Unlike other web CMS systems (WordPress, Exponent, phpNuke), Drupal treats your entries as a "pool" of content, from which you pull various subsets for different areas of your site.
There is a lot of documentation for Drupal (almost too much), the biggest problem is finding the piece that's relevant to what you're trying to achieve. Diving on to one of the interactive IRC channels can be a good idea, as the community is quite helpful and is almost always willing to give you a pointer in the right direction.
The power, flexiblity and capability of Drupal is both its biggest strength and weakness - I know it took me a bit of effort to get my head around key concepts, and I'm far from being a Drupal Expert.
One last comment: Having written my own CMS from scratch, which I abandoned in favour of Drupal, I'd suggest your 3-5 week estimate is likely on the light side.

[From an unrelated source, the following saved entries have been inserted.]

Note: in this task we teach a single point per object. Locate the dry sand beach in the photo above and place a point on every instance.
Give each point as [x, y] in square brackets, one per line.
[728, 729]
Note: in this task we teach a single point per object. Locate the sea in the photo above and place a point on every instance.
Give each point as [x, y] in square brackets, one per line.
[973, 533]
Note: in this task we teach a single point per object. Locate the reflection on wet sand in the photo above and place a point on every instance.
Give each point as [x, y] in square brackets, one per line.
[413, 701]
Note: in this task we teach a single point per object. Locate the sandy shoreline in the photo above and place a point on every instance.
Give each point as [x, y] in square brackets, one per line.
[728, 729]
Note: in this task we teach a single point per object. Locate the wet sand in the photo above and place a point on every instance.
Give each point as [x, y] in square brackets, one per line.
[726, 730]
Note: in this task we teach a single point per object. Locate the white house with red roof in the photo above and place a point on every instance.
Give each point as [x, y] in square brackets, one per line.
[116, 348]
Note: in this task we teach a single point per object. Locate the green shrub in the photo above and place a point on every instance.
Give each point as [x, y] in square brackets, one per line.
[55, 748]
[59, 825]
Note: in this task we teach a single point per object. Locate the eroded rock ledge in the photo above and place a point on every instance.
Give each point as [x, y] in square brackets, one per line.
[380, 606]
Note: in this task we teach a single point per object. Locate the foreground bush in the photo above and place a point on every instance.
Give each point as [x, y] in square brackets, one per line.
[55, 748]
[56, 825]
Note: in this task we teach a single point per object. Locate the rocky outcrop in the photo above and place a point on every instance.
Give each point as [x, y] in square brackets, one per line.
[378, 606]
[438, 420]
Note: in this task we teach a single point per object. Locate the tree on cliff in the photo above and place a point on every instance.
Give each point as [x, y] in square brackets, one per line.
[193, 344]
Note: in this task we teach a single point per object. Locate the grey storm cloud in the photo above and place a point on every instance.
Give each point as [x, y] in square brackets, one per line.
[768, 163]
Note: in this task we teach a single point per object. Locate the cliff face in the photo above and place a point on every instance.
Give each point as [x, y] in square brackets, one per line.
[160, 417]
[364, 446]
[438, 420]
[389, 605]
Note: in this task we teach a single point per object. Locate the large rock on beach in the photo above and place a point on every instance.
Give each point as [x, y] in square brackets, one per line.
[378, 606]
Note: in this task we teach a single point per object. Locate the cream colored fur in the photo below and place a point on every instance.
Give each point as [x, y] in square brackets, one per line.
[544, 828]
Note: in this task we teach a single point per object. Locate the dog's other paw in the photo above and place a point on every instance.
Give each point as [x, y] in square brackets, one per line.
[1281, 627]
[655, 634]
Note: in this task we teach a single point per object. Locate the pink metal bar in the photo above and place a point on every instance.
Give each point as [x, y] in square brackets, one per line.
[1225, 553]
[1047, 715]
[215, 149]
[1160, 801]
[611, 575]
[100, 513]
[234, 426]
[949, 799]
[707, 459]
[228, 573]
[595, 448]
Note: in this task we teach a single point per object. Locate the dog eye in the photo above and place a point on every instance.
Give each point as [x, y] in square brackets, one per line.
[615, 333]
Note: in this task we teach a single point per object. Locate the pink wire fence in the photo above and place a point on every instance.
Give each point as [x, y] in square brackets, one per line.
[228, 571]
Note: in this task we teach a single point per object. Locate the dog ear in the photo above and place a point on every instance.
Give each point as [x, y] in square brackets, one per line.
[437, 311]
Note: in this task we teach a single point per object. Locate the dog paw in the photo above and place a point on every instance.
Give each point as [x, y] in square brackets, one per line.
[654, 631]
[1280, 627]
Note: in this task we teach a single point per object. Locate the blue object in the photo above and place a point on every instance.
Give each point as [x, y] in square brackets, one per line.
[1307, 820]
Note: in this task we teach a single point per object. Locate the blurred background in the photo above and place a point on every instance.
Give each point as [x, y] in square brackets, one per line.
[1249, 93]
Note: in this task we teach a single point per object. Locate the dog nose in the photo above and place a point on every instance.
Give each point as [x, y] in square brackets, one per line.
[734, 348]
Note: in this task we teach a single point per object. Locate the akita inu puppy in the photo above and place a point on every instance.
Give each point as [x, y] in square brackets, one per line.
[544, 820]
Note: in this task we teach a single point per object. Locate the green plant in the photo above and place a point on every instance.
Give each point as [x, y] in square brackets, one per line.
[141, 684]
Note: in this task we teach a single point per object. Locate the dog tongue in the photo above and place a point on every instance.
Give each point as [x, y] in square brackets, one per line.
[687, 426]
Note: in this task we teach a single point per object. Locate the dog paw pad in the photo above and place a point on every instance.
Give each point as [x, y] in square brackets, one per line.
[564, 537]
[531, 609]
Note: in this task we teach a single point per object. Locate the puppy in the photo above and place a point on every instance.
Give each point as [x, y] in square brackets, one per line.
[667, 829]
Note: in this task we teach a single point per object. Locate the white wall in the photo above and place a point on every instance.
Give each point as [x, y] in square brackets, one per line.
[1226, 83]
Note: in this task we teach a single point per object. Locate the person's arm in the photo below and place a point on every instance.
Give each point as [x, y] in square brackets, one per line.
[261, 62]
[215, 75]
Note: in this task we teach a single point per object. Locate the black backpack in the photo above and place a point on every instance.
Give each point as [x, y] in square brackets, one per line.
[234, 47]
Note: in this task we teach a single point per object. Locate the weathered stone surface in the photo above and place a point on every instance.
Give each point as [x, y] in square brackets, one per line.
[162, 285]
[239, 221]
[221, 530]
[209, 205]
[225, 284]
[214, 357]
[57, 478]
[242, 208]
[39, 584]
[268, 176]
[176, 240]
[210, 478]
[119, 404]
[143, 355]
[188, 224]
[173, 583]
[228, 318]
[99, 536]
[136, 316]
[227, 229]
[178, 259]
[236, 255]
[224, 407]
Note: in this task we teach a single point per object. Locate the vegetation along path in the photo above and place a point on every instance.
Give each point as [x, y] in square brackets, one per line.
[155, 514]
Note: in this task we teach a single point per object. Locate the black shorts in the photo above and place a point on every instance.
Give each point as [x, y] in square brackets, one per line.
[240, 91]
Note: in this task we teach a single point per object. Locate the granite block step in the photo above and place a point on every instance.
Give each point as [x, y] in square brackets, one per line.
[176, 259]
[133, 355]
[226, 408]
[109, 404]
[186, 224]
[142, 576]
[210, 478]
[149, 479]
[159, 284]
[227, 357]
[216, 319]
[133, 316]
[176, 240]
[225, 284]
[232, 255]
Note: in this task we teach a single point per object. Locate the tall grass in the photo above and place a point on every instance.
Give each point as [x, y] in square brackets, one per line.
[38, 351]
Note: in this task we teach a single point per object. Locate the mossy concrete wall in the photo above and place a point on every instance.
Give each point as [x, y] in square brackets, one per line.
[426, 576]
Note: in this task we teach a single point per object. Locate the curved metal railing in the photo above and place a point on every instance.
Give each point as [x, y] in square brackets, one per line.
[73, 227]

Stay away from Drupal for any site that requires customized functionality. I recently used Drupal for a website at work, and it was VERY difficult to figure out how to get it to do what I wanted it to do. There is a lot of documentation out there, but all of it is unhelpful -- it answers very specific questions about specific issues but does not provide any context as to how you would approach building the site as a whole. If you're a programmer, using a more general framework will probably work better, as CMS's are designed for a specific kind of site, and if you want your site to have non-standard functionality you are going to be fighting the system instead of working with it. If your developers are most experienced in PHP, try one of the PHP frameworks that mimics the architecture of Rails -- e.g. cakePHP or CodeIgniter.

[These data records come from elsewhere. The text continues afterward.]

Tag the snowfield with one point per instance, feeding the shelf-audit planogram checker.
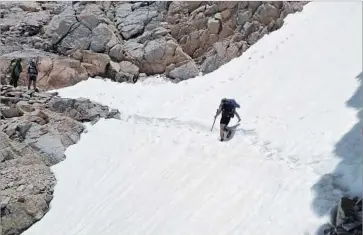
(160, 170)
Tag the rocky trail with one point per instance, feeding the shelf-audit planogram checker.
(35, 130)
(125, 40)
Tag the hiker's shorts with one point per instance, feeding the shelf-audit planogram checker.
(32, 77)
(225, 120)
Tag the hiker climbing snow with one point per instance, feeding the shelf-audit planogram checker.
(228, 109)
(16, 69)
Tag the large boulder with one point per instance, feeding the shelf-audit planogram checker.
(186, 71)
(65, 72)
(30, 144)
(95, 63)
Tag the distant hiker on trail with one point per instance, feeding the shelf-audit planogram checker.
(228, 109)
(16, 69)
(32, 74)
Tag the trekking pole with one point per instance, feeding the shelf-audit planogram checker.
(213, 123)
(215, 117)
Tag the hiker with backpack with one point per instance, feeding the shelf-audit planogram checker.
(228, 109)
(32, 74)
(16, 69)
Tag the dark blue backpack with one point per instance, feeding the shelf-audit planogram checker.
(228, 107)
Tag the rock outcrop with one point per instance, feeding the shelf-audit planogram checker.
(35, 130)
(347, 218)
(178, 39)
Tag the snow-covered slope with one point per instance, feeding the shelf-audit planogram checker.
(160, 170)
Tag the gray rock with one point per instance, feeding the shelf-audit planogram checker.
(128, 67)
(155, 50)
(135, 50)
(186, 71)
(101, 35)
(214, 25)
(79, 38)
(266, 13)
(117, 53)
(243, 17)
(131, 23)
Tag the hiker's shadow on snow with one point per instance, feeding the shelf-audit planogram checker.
(348, 172)
(233, 130)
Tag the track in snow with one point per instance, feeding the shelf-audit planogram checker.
(152, 173)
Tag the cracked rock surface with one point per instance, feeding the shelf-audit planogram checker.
(35, 130)
(177, 39)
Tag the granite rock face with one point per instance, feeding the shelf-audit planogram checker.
(77, 40)
(35, 130)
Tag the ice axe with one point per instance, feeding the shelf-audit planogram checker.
(215, 117)
(213, 123)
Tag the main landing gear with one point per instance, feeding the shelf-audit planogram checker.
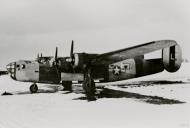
(33, 88)
(89, 86)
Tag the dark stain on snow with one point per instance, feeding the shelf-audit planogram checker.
(110, 93)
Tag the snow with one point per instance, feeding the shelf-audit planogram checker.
(122, 104)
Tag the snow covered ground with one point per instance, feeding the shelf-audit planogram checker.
(156, 101)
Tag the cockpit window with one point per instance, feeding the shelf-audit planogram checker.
(23, 66)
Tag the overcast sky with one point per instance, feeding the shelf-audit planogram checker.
(31, 26)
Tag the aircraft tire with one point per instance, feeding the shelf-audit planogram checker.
(67, 85)
(89, 88)
(33, 88)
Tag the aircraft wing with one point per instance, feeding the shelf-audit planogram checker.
(127, 53)
(3, 73)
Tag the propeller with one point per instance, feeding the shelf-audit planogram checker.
(55, 63)
(3, 73)
(71, 53)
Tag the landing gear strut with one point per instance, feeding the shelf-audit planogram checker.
(67, 85)
(33, 88)
(89, 86)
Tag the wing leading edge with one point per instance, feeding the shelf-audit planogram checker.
(127, 53)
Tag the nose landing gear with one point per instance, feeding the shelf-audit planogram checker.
(33, 88)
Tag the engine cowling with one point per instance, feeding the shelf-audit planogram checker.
(82, 59)
(172, 58)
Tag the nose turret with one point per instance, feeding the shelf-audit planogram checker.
(11, 68)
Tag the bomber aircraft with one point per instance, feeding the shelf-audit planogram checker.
(84, 67)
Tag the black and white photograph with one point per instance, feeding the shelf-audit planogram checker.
(94, 64)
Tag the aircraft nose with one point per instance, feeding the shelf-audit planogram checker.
(11, 68)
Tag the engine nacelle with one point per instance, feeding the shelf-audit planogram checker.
(82, 59)
(172, 58)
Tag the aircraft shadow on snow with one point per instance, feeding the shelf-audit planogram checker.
(110, 93)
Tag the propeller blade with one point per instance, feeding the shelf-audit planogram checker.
(38, 56)
(56, 52)
(72, 48)
(3, 72)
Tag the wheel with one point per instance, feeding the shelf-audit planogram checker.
(89, 88)
(33, 88)
(67, 85)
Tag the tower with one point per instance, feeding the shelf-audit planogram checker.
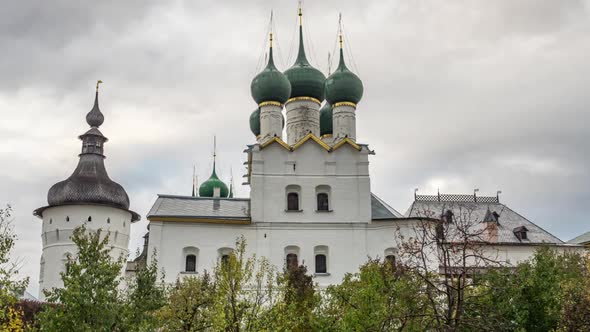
(88, 197)
(307, 94)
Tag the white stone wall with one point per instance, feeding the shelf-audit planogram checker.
(56, 232)
(344, 122)
(303, 117)
(345, 171)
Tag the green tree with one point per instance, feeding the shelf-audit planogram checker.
(144, 296)
(10, 285)
(380, 297)
(244, 291)
(89, 299)
(189, 305)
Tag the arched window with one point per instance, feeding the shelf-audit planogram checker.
(323, 202)
(293, 201)
(321, 263)
(292, 261)
(191, 263)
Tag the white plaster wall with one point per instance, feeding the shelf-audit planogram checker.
(55, 247)
(345, 171)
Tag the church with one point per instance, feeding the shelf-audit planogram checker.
(310, 193)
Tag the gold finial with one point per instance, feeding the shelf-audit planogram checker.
(340, 29)
(300, 14)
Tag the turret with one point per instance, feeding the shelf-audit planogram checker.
(307, 94)
(88, 197)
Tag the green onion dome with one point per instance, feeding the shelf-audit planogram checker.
(207, 189)
(255, 122)
(326, 119)
(270, 84)
(306, 81)
(343, 85)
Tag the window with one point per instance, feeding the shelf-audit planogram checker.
(321, 259)
(321, 264)
(293, 202)
(292, 261)
(189, 259)
(191, 263)
(323, 202)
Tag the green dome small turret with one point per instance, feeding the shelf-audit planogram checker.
(343, 85)
(255, 122)
(207, 189)
(306, 81)
(326, 119)
(270, 84)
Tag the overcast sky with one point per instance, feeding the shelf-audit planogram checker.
(458, 95)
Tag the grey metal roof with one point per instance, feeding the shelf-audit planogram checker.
(201, 207)
(580, 239)
(475, 209)
(381, 210)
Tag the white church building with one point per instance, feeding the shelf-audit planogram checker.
(310, 193)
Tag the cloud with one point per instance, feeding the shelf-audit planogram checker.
(458, 95)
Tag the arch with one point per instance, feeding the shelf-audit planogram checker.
(323, 193)
(189, 259)
(293, 197)
(321, 259)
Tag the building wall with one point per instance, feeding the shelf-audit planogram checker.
(56, 232)
(345, 171)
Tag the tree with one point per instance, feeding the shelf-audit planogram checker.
(445, 252)
(89, 299)
(144, 296)
(380, 297)
(10, 286)
(189, 305)
(244, 291)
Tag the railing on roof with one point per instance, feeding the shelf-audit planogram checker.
(457, 198)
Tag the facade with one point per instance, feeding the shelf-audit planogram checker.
(310, 194)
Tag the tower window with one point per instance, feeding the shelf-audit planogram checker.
(191, 263)
(323, 204)
(321, 264)
(292, 261)
(293, 202)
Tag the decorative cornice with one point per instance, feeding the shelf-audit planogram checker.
(304, 99)
(277, 140)
(270, 102)
(346, 140)
(202, 220)
(314, 138)
(344, 103)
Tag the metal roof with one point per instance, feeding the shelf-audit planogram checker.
(235, 208)
(201, 207)
(475, 209)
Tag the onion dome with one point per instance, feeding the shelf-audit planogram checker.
(270, 84)
(207, 189)
(326, 119)
(90, 183)
(306, 81)
(343, 85)
(255, 122)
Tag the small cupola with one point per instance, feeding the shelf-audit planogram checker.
(270, 85)
(521, 233)
(306, 81)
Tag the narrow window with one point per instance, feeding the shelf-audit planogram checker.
(323, 202)
(191, 263)
(293, 202)
(292, 262)
(320, 264)
(390, 259)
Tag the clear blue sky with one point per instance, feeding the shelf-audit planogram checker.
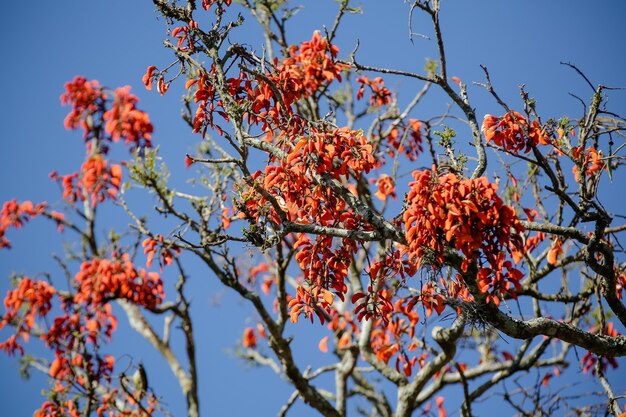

CMSes usually make sense when you have a broad and potentially expanding array of different content types and modes you need to handle. Drupal has literally dozens. Given than you mentioned RoR, it sounds like what you need is more of a MVC style framework. Maybe similar to the sort of thing stackoverflow was built with. .NET an issue for you?
If you are really limited to 3-5 weeks, however, I think a Rails-based strategy makes sense so go with RoR or CodeIgniter
If Drupal can do what you need easily I would say go with Drupal. I don't know much about Drupal though.
Otherwise, what you describe sounds like a data driven web app or more like a reporting app. It sounds like you might have some very specific needs or that users might want very specific needs in the future. That is something hard to get from premade software since you have no idea what users are going to request. Since I'm a programmer I would probably want to build it myself.
Funny you should ask... I just came across this in SD Time's Linkpalooza this afternoon:
Ten free powerful content management systems…
There are at least 4 more mentioned in the comments to this post.
It seems to make little sense to develop a new one with so many from which to choose!
BTW, this is neither a recommendation nor endorsement of any particular CMS.
Treat Drupal as a framework. Core modules + CCK + Views is a good start to build on.
If you're doing something that you might want to expose to other applications, consider the Services module. A lot of interesting things have been done with flex frontends connected to drupal running services with amfphp.